Obama: Don't want 'militarized' police culture
Dec. 02, 2014
WASHINGTON (AP) — President Barack Obama asked federal agencies on Monday for concrete recommendations to ensure the U.S. isn't building a "militarized culture" within police departments, as he promoted the use of body cameras by police in the wake of the shooting of an unarmed black teen in Ferguson, Missouri.
With protests ongoing in Ferguson and across the country, Obama spoke to reporters at the end of a White House meeting with police, civil rights activists and local leaders and acknowledged the participants told him that there have been task forces in the past and "nothing happens."
"Part of the reason this time will be different is because the president of the United States is deeply invested in making sure that this time is different," Obama said.
Obama said he was upset to hear the young people in the meeting describe their experiences with police. "It violates my belief in what America can be to hear young people feeling marginalized and distrustful even after they've done everything right."
At least for now, Obama is staying away from Ferguson in the wake of the uproar over a grand jury's decision last week not to charge the police officer who fatally shot 18-year-old Michael Brown. Violent protests and looting erupted after the decision, resulting in at least a dozen commercial buildings being destroyed, despite Obama's pleas for calm.
In tandem with the meeting, the White House announced it wants more police to wear cameras that capture their interactions with civilians. The cameras are part of a $263 million spending package to help police departments improve their community relations. Of the total, $74 million would be used to help pay for 50,000 of the small, lapel-mounted cameras to record police on the job, with state and local governments paying half the cost
Pushing back on concerns the task force would be all talk and no action, Obama said this situation was different because he was personally invested in ensuring results. He said young people attending the meeting had relayed stories about being marginalized in society and said those stories violate "my idea of who we are as a nation.

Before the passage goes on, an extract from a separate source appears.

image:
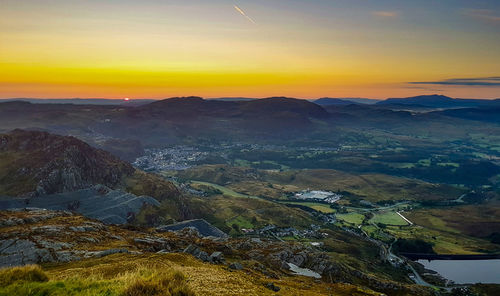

"In the two years I have remaining as president," Obama said, "I'm going to make sure we follow through."
U.S. Attorney General Eric Holder traveled to Atlanta Monday to meet with law enforcement and community leaders for the first in a series of regional meetings around the country. Obama asked Holder to set up the meetings in the wake of clashes between protesters and police in Ferguson.
Speaking at Ebenezer Baptist Church in Atlanta — the church where the Rev. Martin Luther King Jr. preached — Holder said that he will soon unveil long-planned Justice Department guidance aimed at ending racial profiling by federal law enforcement.
"This will institute rigorous new standards — and robust safeguards — to help end racial profiling, once and for all," Holder said. "This new guidance will codify our commitment to the very highest standards of fair and effective policing."
Holder's meeting in Atlanta included a closed roundtable discussion with law enforcement and community leaders followed by a public interfaith service and community forum.
The selection of King's church as the site for the meeting was significant. The most successful and enduring movements for change adhere to the principles of non-aggression and nonviolence that King preached, Holder said.
While the grand jury has made its decision, the Justice Department continues its investigation into the death of Brown and into allegations of unconstitutional policing patterns or practices by the Ferguson Police Department, Holder said to loud applause.
Holder, who plans to leave his Attorney Generalposition once a successor is confirmed, has identified civil rights as a cornerstone priority for the Justice Department and speaks frequently about what he calls inequities in the treatment of minorities in the criminal justice system. He has targeted sentences for nonviolent drug crimes that he says are overly harsh and disproportionately affect black defendants and has promoted alternatives to prison for non-violent offenders.